Paragraph five reads: "No alcohol was found in his body. There were traces of anti-anxiety drugs and anti-depressants but not enough to have led to an overdose."




http://www.worcesternews.co.uk/news/9204387.Man_killed_himself_with_broken_bottle/


Man killed himself with broken bottle

4:30pm Friday 19th August 2011 A SUICIDALLY depressed man killed himself by plunging a broken bottle into his neck at a Worcester hostel.

John Scarrett was found dead in his room at the YMCA in Henwick Road, St John’s, Worcester, where he bled to death, an inquest in Stourport was told.

The 59-year-old’s body was discovered by support worker Dean Spires on May 9 who knocked two or three times without reply before opening his door. In a statement he said: “I could see he was on the bed and he was very pale. He was lying diagonally across the bed, his legs over the side of the bed and his feet on the floor and a bottle in his right hand which was smashed.”

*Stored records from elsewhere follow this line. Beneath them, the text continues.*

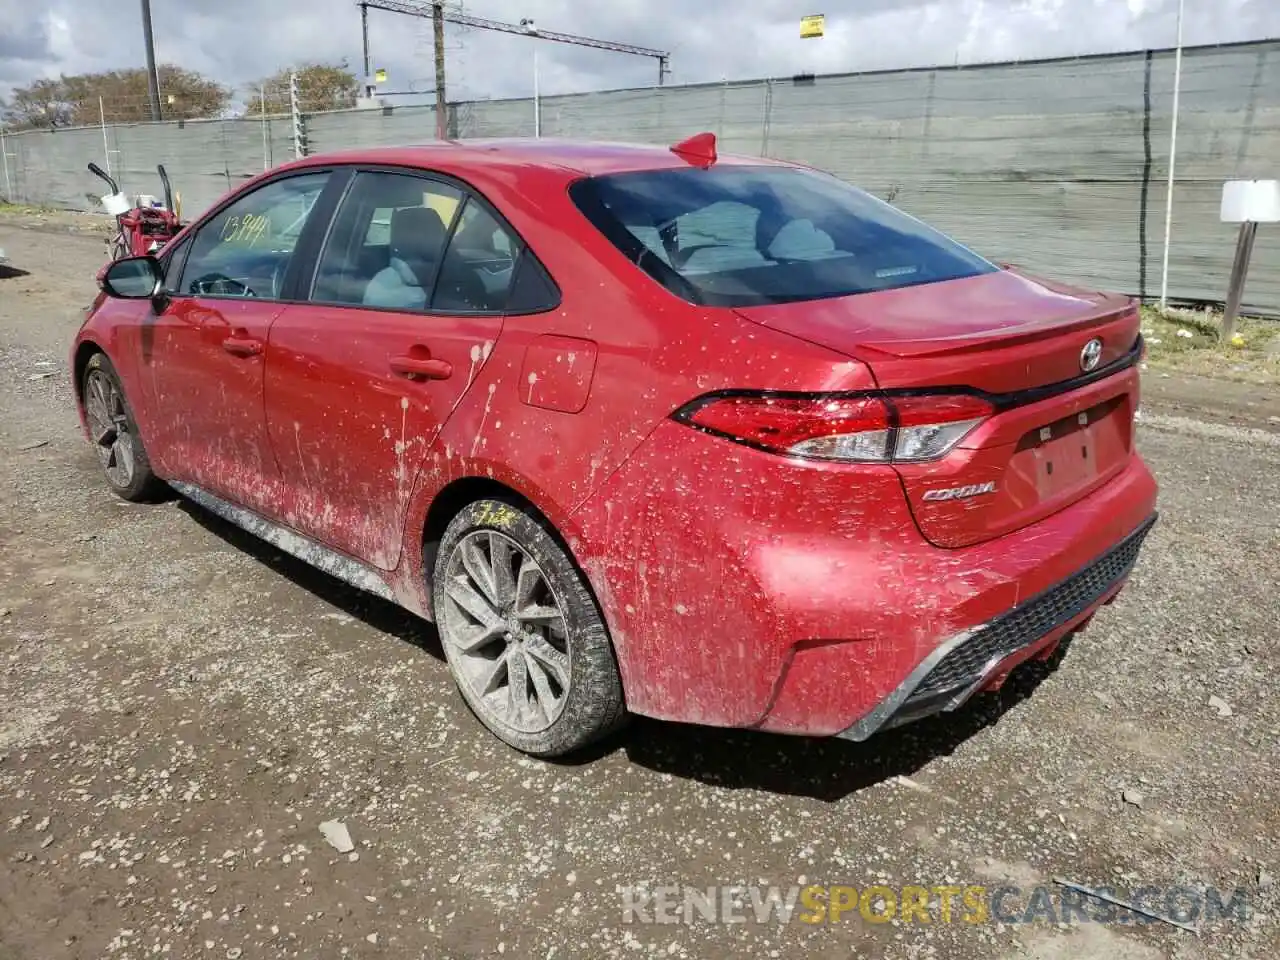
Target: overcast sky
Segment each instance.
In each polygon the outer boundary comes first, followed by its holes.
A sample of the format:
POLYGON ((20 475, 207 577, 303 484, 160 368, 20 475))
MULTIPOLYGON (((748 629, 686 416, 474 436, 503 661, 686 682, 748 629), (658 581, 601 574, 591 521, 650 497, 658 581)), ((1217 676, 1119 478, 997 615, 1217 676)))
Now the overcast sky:
MULTIPOLYGON (((1280 36, 1280 0, 1185 0, 1185 42, 1280 36)), ((1173 46, 1177 0, 453 0, 474 16, 671 51, 669 82, 790 76, 1173 46), (800 9, 801 7, 805 9, 800 9), (812 7, 813 9, 808 9, 812 7), (801 40, 800 15, 827 35, 801 40)), ((360 72, 355 0, 152 0, 157 57, 243 88, 291 62, 360 72)), ((370 12, 388 89, 428 89, 429 21, 370 12)), ((450 99, 653 83, 653 61, 479 30, 447 31, 450 99)), ((138 0, 0 0, 0 97, 60 73, 143 63, 138 0)))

He suffered an 8cm by 4.6cm gash to his neck. The cause of death was given as “shock and haemorrhage” caused by a laceration to the left side of his neck which had severed the jugular vein.

No alcohol was found in his body. There were traces of anti-anxiety drugs and anti-depressants but not enough to have led to an overdose.

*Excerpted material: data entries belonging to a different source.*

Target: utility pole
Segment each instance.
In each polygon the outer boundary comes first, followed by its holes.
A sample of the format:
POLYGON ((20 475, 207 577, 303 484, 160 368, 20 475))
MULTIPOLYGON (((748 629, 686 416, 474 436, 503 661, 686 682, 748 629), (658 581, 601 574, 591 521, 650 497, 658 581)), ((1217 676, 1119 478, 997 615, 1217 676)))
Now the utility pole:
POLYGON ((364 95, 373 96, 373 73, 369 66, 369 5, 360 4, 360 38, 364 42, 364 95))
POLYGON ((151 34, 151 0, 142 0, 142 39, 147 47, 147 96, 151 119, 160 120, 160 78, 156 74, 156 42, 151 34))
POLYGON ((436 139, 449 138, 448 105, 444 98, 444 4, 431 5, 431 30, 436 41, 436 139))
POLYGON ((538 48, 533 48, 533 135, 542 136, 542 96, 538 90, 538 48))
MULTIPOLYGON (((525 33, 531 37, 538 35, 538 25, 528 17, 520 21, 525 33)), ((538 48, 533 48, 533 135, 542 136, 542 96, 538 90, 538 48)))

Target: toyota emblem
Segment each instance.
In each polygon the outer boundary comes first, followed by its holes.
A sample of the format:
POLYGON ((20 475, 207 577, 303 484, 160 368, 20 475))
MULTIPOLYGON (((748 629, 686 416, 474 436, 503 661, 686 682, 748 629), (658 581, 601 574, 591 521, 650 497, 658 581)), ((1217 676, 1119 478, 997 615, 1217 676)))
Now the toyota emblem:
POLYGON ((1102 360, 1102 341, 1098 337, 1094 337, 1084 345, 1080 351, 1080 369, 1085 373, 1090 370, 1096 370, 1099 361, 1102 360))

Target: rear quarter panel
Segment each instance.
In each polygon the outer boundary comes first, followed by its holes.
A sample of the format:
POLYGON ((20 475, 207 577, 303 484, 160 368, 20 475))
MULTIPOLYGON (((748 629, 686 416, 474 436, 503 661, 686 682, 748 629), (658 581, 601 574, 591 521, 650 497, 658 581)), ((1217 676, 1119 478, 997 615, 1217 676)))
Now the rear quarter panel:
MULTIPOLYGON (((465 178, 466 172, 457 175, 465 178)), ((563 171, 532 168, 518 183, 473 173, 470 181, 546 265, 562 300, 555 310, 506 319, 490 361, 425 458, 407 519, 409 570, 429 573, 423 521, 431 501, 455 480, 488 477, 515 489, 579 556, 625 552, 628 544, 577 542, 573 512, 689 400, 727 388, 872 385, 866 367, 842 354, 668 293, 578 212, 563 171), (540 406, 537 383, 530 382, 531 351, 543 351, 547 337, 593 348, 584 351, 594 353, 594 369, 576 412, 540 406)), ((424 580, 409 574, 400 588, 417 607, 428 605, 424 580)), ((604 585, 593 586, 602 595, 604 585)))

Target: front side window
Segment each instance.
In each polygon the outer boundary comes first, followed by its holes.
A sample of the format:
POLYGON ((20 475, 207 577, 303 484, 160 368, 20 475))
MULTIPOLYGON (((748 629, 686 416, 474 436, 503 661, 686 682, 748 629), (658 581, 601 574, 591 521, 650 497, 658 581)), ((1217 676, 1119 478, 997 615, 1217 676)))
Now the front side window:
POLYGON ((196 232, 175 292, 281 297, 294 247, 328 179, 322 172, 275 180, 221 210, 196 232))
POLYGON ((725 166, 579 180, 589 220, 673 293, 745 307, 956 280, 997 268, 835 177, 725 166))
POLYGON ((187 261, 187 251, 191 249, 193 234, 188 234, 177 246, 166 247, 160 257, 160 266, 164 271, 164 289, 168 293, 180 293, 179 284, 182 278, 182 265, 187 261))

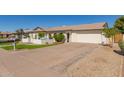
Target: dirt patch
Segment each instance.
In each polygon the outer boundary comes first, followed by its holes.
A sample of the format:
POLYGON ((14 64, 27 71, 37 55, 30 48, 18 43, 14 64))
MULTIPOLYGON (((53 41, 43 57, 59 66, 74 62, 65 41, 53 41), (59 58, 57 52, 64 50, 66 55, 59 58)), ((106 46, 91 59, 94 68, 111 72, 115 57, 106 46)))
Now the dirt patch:
POLYGON ((121 56, 113 49, 100 46, 68 68, 69 76, 120 76, 121 56))

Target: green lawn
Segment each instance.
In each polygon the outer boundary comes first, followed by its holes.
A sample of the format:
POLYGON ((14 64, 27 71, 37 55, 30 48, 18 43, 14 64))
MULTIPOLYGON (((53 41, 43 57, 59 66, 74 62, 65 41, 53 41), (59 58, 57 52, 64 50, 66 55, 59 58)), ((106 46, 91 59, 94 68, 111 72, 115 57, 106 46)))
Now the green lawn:
MULTIPOLYGON (((18 44, 19 41, 16 41, 16 44, 18 44)), ((0 46, 3 46, 3 45, 12 45, 13 42, 0 42, 0 46)))
POLYGON ((2 45, 11 45, 12 44, 12 42, 5 42, 5 43, 0 43, 0 46, 2 46, 2 45))
MULTIPOLYGON (((48 46, 53 46, 57 44, 51 44, 51 45, 28 45, 28 44, 17 44, 16 49, 35 49, 35 48, 43 48, 43 47, 48 47, 48 46)), ((5 50, 13 50, 13 46, 3 46, 1 47, 5 50)))

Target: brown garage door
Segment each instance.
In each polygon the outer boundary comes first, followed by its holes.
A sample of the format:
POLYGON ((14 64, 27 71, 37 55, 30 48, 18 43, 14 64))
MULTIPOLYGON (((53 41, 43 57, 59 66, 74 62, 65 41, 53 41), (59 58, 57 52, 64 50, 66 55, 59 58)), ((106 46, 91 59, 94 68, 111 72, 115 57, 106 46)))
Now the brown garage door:
POLYGON ((115 43, 118 43, 120 40, 122 40, 123 39, 123 35, 121 34, 121 33, 118 33, 118 34, 116 34, 115 35, 115 37, 114 37, 114 42, 115 43))

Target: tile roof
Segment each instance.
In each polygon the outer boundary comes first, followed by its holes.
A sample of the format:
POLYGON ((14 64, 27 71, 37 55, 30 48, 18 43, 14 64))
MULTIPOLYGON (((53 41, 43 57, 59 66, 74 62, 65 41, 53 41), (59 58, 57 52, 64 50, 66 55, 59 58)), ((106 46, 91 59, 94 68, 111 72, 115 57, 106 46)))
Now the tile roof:
POLYGON ((6 35, 6 34, 12 34, 12 33, 11 32, 0 32, 0 34, 6 35))
POLYGON ((72 26, 59 26, 59 27, 51 27, 51 28, 40 28, 37 29, 25 29, 25 33, 38 33, 38 32, 49 32, 49 31, 68 31, 68 30, 92 30, 92 29, 103 29, 107 26, 106 22, 101 23, 93 23, 93 24, 81 24, 81 25, 72 25, 72 26))
POLYGON ((72 26, 60 26, 52 27, 46 29, 47 31, 62 31, 62 30, 91 30, 91 29, 103 29, 107 25, 106 22, 102 23, 93 23, 93 24, 81 24, 81 25, 72 25, 72 26))
POLYGON ((38 32, 44 32, 45 31, 45 29, 33 29, 33 30, 30 30, 30 29, 28 29, 28 30, 24 30, 24 32, 25 33, 38 33, 38 32))

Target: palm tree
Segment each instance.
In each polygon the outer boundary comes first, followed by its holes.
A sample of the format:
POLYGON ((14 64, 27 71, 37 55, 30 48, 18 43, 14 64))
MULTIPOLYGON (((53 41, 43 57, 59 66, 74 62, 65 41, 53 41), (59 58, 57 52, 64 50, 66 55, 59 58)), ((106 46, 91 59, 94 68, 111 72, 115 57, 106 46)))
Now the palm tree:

Christine Roe, a development worker at the YMCA, described Mr Scarrett as “a quiet, introverted man, nervous around people he didn’t know” and said he had been “low in himself” before his death but “didn’t like to upset people”.

She said he was worried about his son and was admitted to hospital twice in the last two weeks of his life.

She said: “He was determined he wanted to die. He felt nobody could help him. He couldn’t cope with the demons that drove him to drink.”

Mr Scarrett, a divorced father and unemployed quality control worker for Rolls Royce, had been admitted previously as a voluntary patient to Newtown Hospital where he told staff he was hearing “the voice of God and people he had known from the past”.

No mental illness was diagnosed and he was assessed as at medium risk of suicide.

Worcestershire coroner Geraint Williams recorded a verdict that Mr Scarrett killed himself.